Sinovac shot controls Covid-19 in Brazilian town after 75% covered

The Brazilian town of Serrana saw deaths fall by 95 per cent in the five weeks right after mass vaccination. PHOTO: AFP

RIO DE JANEIRO (BLOOMBERG) - A study of a small Brazilian town vaccinated with the shot made by Sinovac Biotech showed it can control Covid-19 outbreaks more effectively than expected from clinical testing, giving another boost to the Chinese-made inoculation that is relied on by dozens of developing countries.

While neighbouring cities were being hit hard by the pandemic, Serrana - a town of 45,000 people where the study was carried out by the Sao Paulo state government - saw deaths fall by 95 per cent in the five weeks right after the mass vaccination was completed.

Symptomatic cases dropped by 80 per cent and hospitalisations decreased by 86 per cent.

About 75 per cent of the town's residents were fully vaccinated; of the target adult population, 95 per cent came forward to receive both doses.

No severe side effects from the vaccine were reported and there were no Covid-related deaths among participants 14 days after the second dose was applied.

The area around Serrana, some 315km from Sao Paulo, was overrun by the P1 variant during the study, affirming the jab's effectiveness against the strain first found in Brazil, said Dr Ricardo Palacios, research director at Butantan Institute.

"Now we can say that it's possible to control the pandemic with vaccines," he said, adding that Covid-19 numbers also fell for children.

The Serrana study may offer clues for other developing nations on how much of the public needs to be vaccinated in order to begin moving past the pandemic that continues to wreak havoc in Latin America and beyond.

It is also the latest in a string of real-world evidence validating the controversial Chinese shot, which only just cleared the minimum 50 per cent efficacy threshold in clinical trials, the lowest among first-generation Covid-19 vaccines.

Sinovac, a Bejing-based company, has also been criticised for disclosing less trial and safety data than Western vaccine makers.

How well Sinovac's shot works is a high-stakes question for the developing world, which is largely reliant on the Chinese vaccine after rich countries snapped up the extraordinarily effective mRNA inoculations by Western companies BioNTech, Pfizer and Moderna.

The vaccine, called CoronaVac, is being used by several dozen places ranging from Hong Kong to Peru, and over 600 million doses have already been distributed. It also forms the backbone of the immunisation effort in China, where more than 20 million doses of six different vaccines are administered every day.

The study was led by the Butantan Institute, which produces CoronaVac in Brazil. Almost two-thirds of Serrana's inhabitants got the vaccine between February and April, with another third ineligible to receive the shot if they were under 18 years old or pregnant.

"This is the first study of its kind in the world," Butantan's director Dimas Covas said at a press conference on Monday (May 31). "This is primary data on the effects of vaccination in a population that will help the authorities to develop public policies."

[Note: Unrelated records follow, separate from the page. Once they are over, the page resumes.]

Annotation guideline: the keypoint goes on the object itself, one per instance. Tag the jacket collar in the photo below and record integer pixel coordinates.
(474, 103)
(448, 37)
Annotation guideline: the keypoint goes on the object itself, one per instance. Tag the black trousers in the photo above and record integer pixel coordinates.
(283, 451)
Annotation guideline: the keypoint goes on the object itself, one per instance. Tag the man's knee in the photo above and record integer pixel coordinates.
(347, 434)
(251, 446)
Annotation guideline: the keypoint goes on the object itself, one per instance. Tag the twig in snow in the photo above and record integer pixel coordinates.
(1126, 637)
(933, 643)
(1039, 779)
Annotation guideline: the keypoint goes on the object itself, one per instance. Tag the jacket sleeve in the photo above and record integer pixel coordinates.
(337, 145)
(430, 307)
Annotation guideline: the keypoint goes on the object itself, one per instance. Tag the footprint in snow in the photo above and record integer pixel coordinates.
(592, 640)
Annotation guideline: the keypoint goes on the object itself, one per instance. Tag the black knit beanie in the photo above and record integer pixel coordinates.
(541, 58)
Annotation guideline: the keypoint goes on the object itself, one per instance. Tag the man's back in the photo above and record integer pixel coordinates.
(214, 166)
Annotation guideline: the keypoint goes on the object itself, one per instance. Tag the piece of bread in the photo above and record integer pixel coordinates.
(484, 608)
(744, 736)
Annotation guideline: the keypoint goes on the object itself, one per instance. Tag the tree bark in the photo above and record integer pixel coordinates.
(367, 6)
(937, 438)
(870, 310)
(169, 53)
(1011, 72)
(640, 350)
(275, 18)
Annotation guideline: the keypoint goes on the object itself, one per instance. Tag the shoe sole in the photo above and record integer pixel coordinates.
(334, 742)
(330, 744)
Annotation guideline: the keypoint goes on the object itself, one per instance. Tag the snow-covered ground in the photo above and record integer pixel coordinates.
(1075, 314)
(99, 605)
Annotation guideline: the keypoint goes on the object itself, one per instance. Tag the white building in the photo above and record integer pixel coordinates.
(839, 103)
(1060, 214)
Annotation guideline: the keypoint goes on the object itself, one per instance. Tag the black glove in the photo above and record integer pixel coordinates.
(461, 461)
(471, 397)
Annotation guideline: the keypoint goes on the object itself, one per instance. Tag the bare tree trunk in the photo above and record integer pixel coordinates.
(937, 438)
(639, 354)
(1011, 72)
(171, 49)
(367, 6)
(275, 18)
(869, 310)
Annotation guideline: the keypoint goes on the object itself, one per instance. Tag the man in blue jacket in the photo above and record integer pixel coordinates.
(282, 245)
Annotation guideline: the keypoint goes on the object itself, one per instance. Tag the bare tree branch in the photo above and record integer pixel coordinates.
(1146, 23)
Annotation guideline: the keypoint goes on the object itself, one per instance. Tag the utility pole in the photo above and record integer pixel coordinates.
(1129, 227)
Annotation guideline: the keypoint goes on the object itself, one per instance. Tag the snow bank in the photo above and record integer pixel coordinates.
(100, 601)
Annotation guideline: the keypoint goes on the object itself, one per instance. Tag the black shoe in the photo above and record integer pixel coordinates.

The Chinese vaccine, made from the traditional method of injecting an inactivated form of the virus to stimulate immune response, came under intense international scrutiny and criticism early this year after the shot's clinical trials across Brazil, Turkey and Indonesia put the vaccine's efficacy anywhere between 50 per cent and over 90 per cent.

The company and its trial partners did not address the discrepancies, further fuelling doubt.

But data that is emerging from countries that widely deployed the shot in recent months has been broadly positive.

Last month, a study based on nearly 130,000 health workers in Indonesia's capital Jakarta shows the shot is 94 per cent effective against symptomatic infection, and slashes hospitalisation and death by 96 per cent and 98 per cent, respectively, rates comparable with mRNA vaccines.

It is still unknown how well the shot works to stop onward transmission, that is, whether it can also halt the spread of infection and not just sickness.

While infection rates improved after first doses were administered, Covid-19 was not properly controlled in Serrana until after a second shot was given. A complete study will be published soon.

That underlines the importance of people returning for a second shot. In Brazil, some 66 million vaccines have been administered, covering 21.4 per cent of the population with a single dose. About 10.5 per cent of the country is now considered to be fully inoculated, according to the Bloomberg vaccine tracker.

Despite the vaccine's widespread use around the world, it has yet to be granted emergency use listing from the World Health Organisation (WHO), the body's version of regulatory approval that has been given to Western vaccines and a similar shot from China's Sinopharm.

The international health agency's stamp of approval would enable the shot to be distributed even more widely through the Covax facility that aims to ensure access to safe and effective vaccines especially for poor countries.

WHO is seeking more data from the company on the shot's safety and manufacturing process, Dow Jones reported last week, citing people familiar with the matter.